Social Capital Markets 2009: Lessons Learned

It originally made sense to me when the NextBillion editors asked me to cover the panel titled “Sometimes it Doesn’t Work: Lessons Learned” at SoCAP’09 this year as my last blog entry was titled “A Lesson Learned.” The one that learned the most lessons with me as it was clear that the financing mechanisms for social ventures is highly complex and I realized I knew very little about the business.

The panel featured Bart van der Vaart from Small Enterprise Assistance Funds (SEAF), Candace Smith from Microvest, Cliff Kellogg from Shorebank, and moderator Debra Schwartz from the MacArthur Foundation in a discussion on the various social ventures each of their respective firms have funded and the key learnings and challenges they found in the process.

The firms finance a range of ventures, from small private-sector businesses in developing countries to microfinance institutions to solar/alternative energy companies with a social mission. Each member of the panel has been in the business for years and had the following observations:

  • Foundations tend to be slow and generally don’t invest in enough. You can almost burn as much money trying to get money FROM them.
  • “If you know ONE foundation, then you know ONE foundation.” Foundations are all very different. You really need to understand the motivations of that particular foundation and what the decision makers care about.
  • Leveraging the individual personalities of foundation members that were involved in funding deals was important. Some investors “were squeaky wheels, some were quiet.” For example, Shorebank would do weekly calls, using the more proactive personalities to get things moving. “The chemistry of the deal team can make a big difference.”
  • Non-foundation investors had never played on both levels of the risk ladder before.
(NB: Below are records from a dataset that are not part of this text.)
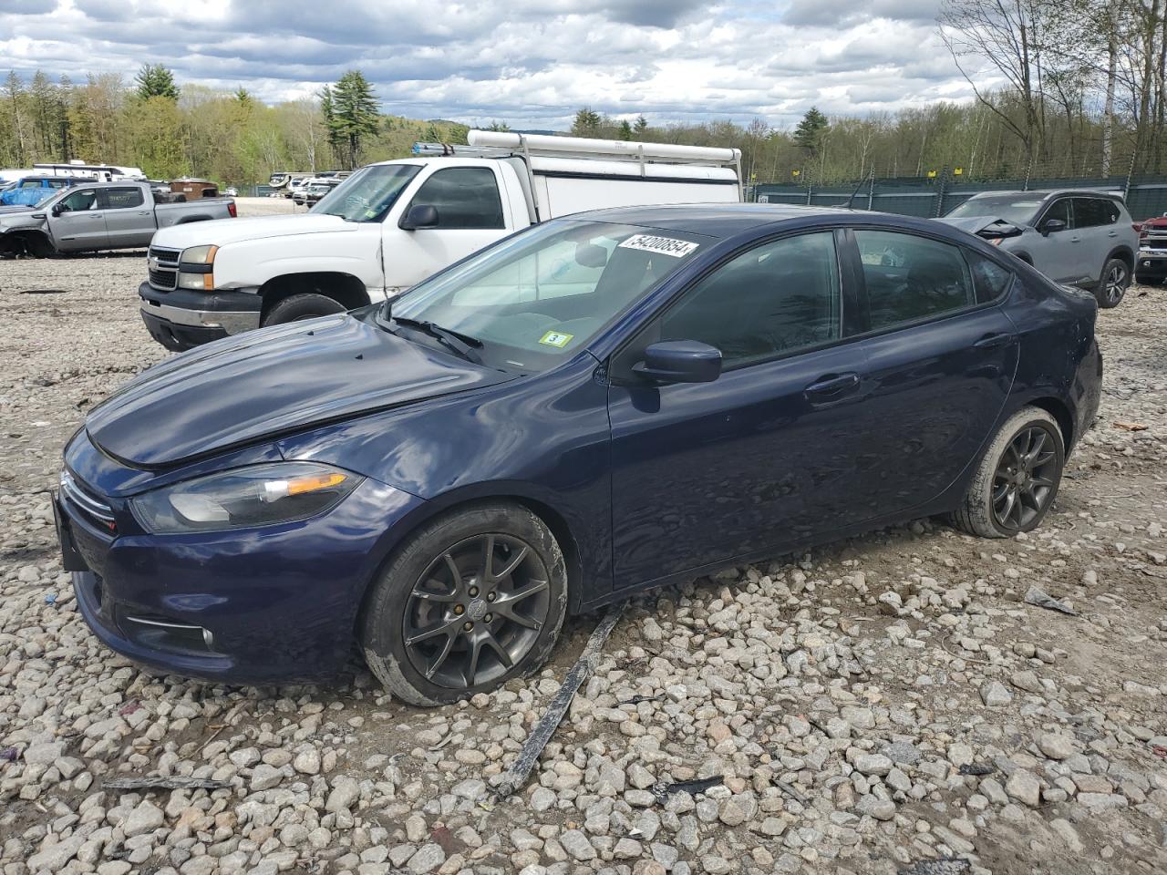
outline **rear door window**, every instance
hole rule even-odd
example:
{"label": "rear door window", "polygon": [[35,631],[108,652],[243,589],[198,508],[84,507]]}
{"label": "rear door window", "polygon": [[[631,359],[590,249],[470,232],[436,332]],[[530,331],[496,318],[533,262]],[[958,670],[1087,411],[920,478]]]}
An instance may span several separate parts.
{"label": "rear door window", "polygon": [[977,303],[957,246],[897,231],[855,231],[872,330],[942,316]]}
{"label": "rear door window", "polygon": [[[411,206],[438,210],[438,225],[447,230],[505,228],[498,182],[489,167],[450,167],[421,183]],[[406,211],[407,212],[407,211]]]}
{"label": "rear door window", "polygon": [[111,210],[127,210],[132,206],[141,206],[142,191],[140,188],[107,188],[105,189],[105,205]]}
They had a program need to implement something, say in Africa,
  • The “chicken and egg” problem – sometimes in order to get the funds, the investment firms needed to develop a pipeline of companies to invest in. Often many companies were not ready to take the two to three million dollars needed create a business.
  • In countries with strong government involvement in the economy (e.g. China, Vietnam), things could get set up very fast. The government would say “though shalt lend” and the money flowed. And then with a full pipeline of companies to invest in, the government would say “though shalt not lend.”
  • “Super transparency is critical.” Every deal needs to have high levels of communication and reporting. You need to retain your credibility, so communicating the good AND the bad is critical.
  • All the investors were starting to see more for-profit/nonprofit interaction than before which they hadn’t seen before.
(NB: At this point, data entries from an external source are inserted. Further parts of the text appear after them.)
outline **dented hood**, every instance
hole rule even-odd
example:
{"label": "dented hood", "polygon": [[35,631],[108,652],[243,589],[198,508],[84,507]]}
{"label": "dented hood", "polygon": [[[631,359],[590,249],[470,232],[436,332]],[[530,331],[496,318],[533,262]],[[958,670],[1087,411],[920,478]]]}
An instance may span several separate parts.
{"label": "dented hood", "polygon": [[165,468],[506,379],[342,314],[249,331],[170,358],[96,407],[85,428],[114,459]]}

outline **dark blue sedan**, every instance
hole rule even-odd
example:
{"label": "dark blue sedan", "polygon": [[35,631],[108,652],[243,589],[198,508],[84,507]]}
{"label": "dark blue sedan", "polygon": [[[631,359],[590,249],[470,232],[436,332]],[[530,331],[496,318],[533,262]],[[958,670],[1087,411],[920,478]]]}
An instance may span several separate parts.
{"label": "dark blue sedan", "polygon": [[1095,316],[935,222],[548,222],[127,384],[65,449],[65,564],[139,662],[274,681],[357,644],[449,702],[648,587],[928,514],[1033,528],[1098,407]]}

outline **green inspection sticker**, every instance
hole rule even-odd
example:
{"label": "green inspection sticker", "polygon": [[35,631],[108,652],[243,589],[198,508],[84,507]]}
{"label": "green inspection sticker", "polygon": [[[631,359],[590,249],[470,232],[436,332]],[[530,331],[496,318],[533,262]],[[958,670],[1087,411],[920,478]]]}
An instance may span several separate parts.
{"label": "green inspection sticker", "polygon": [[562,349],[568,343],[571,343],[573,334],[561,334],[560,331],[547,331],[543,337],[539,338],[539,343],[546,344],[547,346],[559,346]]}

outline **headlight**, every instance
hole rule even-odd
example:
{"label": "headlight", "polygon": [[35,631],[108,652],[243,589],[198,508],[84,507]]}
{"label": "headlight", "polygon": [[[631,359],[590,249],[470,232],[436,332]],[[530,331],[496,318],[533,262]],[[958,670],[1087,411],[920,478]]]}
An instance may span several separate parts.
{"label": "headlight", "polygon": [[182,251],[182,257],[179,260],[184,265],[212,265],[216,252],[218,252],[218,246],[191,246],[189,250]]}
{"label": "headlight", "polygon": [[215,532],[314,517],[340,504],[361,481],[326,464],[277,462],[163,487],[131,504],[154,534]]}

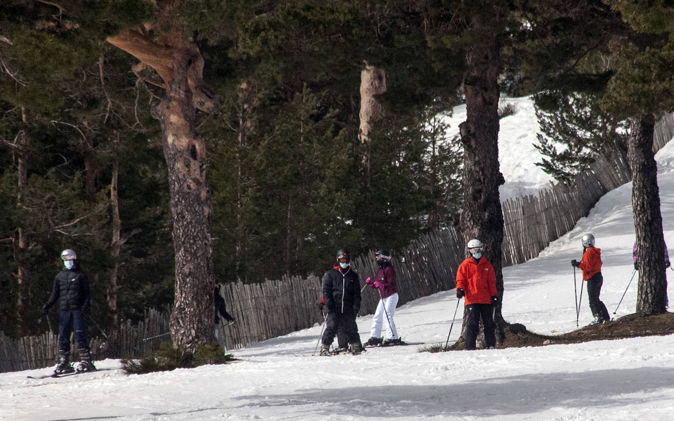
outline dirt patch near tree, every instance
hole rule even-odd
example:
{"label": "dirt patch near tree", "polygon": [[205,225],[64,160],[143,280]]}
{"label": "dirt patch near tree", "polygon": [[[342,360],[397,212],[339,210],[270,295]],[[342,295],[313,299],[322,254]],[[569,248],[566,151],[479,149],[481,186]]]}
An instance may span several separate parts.
{"label": "dirt patch near tree", "polygon": [[586,326],[560,335],[539,335],[528,331],[522,325],[515,323],[506,328],[506,340],[498,348],[578,344],[588,341],[672,333],[674,333],[674,313],[642,317],[636,314],[627,315],[613,321]]}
While the technicalities of investing went over my head (I never could figure out what a PRI is), the key learnings sounded very similar to any engagement I’ve had working with NGOs, international financing agencies (e.g., World Bank, USAID) and governments.

  • Things move very sloooowwwww. Patience is required.
  • A ton of proactive engagement is required on the part of the firm trying to make things happen.
  • “Understand than be understood” is important no matter what type of engagement you are in.

I certainly learned a lesson. Thanks to the panelists for an enlightening panel.